I'd like to be able to install Javascript dependencies through bower and use them in a sails.js app, but I can't figure out a way to do this with out just copying an pasting files from the bower_components
folder to the Sails assets folder.
Ideally I think I'd like to use requirejs
and point to the bower components in the main.js
file. I may be trying to pound a square peg in a round hole, please let me know if so. Any thoughts on managing components/libraries
with Sails are welcome.
In Sails 0.10 the 'assets/linker' directory no longer exists, however I found a lead on simple solution that gives some automation to the bower -> asset linker workflow while also allowing some granular control over what exactly ends up getting linked.

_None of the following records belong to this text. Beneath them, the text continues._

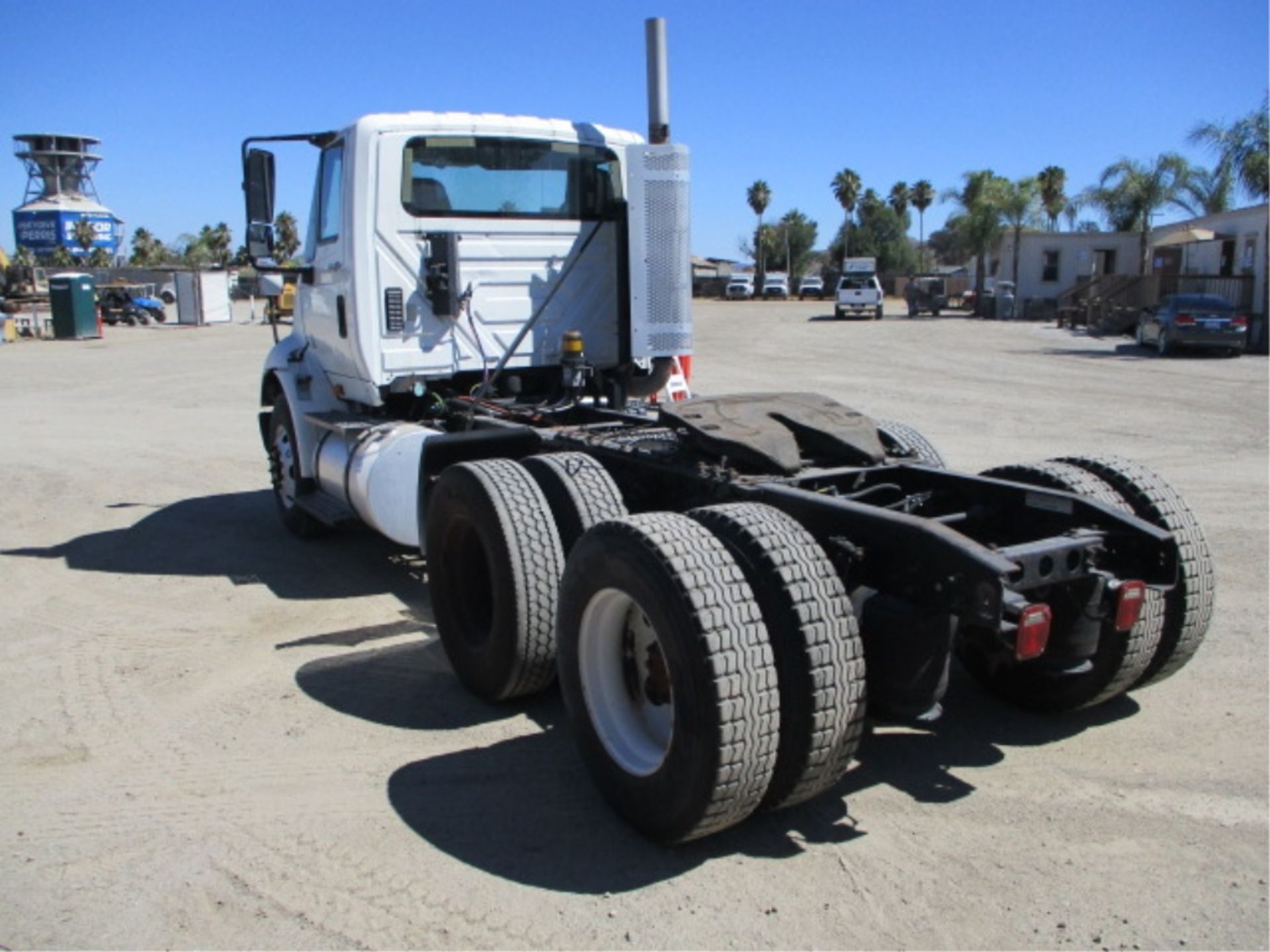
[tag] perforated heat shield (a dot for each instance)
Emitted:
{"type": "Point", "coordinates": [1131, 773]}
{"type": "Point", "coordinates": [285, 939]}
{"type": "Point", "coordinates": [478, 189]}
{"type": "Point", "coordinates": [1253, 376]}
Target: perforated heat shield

The solution is adding grunt-bower to your Sails.js compileAssets task
grunt.registerTask('compileAssets', [ 'clean:dev', 'bower:dev', 'jst:dev', 'less:dev', 'copy:dev', 'coffee:dev' ]);
Then configure your grunt-bower task like so (as tasks/config/bower.js):
module.exports = function(grunt) { grunt.config.set('bower', { dev: { dest: '.tmp/public', js_dest: '.tmp/public/js', css_dest: '.tmp/public/styles' } }); grunt.loadNpmTasks('grunt-bower'); };
This will automatically copy your bower js and css files to the proper place for Sail's asset linker to find and automatically add to your project's layout template. Any other js or css files will still automatically be added after your bower files.

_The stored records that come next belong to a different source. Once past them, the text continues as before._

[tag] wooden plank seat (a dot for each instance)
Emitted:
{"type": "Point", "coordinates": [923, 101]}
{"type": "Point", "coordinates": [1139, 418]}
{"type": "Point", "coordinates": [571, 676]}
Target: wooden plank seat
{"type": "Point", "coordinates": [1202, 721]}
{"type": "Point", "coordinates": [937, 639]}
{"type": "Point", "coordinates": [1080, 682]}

However this is still no silver bullet as this setup has 2 big caveats to it:
1 - The files that are added through bower-grunt have to be listed in bower.json's main array. If you see a file isn't being loaded you would expect to be, you must either edit that packages bower.json file OR add the dependency manually through grunt-bower's packageSpecific options.
2 - The order of bower files in the asset linker is currently alphabetical. My only recourse to adjust this order so far is tinkering around with an additional grunt task to manually re-order files prior to the rest of Sail's compileAssets task. However this one I'm confident there is something grunt-bower could do by supporting package copy ordering.
Note: the following answer is no longer completely relevant to the current version of SailsJS because there is no support for the linker folder as of SailsJS 0.10.
See: Sails not generating linker
Original answer:
I was able to figure out a solution for this, which is actually pretty simple. I had not realized you could configure where bower places it's files.
Create a .bowerrc file and change the directory where bower components are installed, in the case of Sailjs they should be put into the assets folder.
/* * Create a file called .bowerrc and put the following in it. * This file should be in the root directory of the sails app. */ { "directory": "assets/linker/bower_components" }
Sails will then use grunt to copy them to the .tmp/public/assets folder whenever a file is change. If you don't wish to have sails continually deleting and then recopying those files you can exclude them in the grunt file.
/* * This is not necessary, but if you have a lot of components and don't want * them constantly being deleted and copied at every file change you can update * your Gruntfile.js with the below. */ clean: { dev: ['.tmp/public/**', '!.tmp/public', '!.tmp/public/bower_components/**'], build: ['www'] },
One tip on using requirejs with sails. By default you will get an error from the socket.io file since sails will load it without using requirejs. This will throw an error since socket.io supports amd style loading, more details here http://requirejs.org/docs/errors.html#mismatch.
The simplest way to fix this is to just comment out the lines near the end of the socket.io.js.
/* * Comment the below out in the file assets/js/socket.io.js, if using requirejs * and you don't want to modify the default sails setup or socket.io. */ if (typeof define === "function" && define.amd) { define([], function () { return io; }); }
The other way would be to recode the sails files in assets/js named "socket.io.js", "sails.io.js" and app.js to be amd modules.